My recollection is of an over-indulgent sense of stasis in that film, connected largely with the use of drugs – as here, drug-induced crime leads to dislocation, mayhem, revenge, and I cannot claim, ever since Robert de Niro was shown stoned in Once Upon a Time in America (1984), to have found those under the influence a source of fascination, whether going ‘to meet the devil’ as Billy (Tom Burke) does, or sitting staring on a sofa. If either film sees itself as a meditation on death or the truths of life, it falls far short for me :

Void felt pretentious, and Only God feels too much like a mash-up to be more than pastiche, whether referencing (slightly) The Matrix (1999) and the film-world that influenced The Wachowskis in making it, or William Shakespeare’s bloodier moments, as well as the softer ones that we see in Julian, both in would-be revenger Hamlet, or in Macbeth, needing Lady Macbeth (equals Crystal ?) to stir him to the pitch where he can murder Duncan.

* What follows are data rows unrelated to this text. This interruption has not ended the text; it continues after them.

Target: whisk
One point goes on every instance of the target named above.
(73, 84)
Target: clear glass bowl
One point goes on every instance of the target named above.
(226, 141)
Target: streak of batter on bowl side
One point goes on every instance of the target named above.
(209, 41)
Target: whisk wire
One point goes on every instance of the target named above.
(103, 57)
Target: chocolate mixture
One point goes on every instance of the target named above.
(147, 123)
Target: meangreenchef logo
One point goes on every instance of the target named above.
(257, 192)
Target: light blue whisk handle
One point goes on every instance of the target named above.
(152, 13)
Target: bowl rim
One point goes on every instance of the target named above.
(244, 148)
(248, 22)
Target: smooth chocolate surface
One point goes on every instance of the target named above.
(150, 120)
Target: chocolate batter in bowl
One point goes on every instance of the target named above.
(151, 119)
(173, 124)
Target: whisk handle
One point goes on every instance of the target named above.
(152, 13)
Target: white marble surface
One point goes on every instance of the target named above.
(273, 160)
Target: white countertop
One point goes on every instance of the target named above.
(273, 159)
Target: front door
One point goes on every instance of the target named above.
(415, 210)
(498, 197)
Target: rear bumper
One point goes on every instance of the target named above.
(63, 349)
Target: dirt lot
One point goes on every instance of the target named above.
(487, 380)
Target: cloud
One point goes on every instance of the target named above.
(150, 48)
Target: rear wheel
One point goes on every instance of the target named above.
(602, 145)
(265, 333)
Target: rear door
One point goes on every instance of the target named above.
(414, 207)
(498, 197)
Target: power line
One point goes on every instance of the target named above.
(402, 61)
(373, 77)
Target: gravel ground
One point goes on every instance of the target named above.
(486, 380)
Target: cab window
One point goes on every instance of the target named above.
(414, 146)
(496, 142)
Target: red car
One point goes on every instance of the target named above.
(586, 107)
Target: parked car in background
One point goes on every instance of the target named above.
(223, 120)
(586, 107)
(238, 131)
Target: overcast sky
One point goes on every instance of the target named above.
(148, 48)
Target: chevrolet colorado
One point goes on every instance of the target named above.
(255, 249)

I believe that Only God is a step or two in the wrong direction from the impact of Drive, which impelled the viewer – this viewer found more in the naivety and yet, with it, un-guessed-at ferocity of Driver than in the sub-Freudian musings behind portraying Billy, Julian, Mai and Crystal.

Our film-maker may believe that he is using reflectiveness and moments of quiet to speak to us, but the techniques are so evident that, unless he intends an alienation to make us step back from the detail of the action and view it as a sort of ballet, as a sort of death-laden dance in the spirit of Greenaway’s The Pillow Book (1996), he simply fires up our critical faculties to unpick what plot there is and whether it hangs together. In that respect, a response very like that to Holy Motors (2012).


More to come


End-notes

* The Internet / Google does not help much here with a search, because it is laden with references to the film, but The Oxford Dictionary of Quotations does.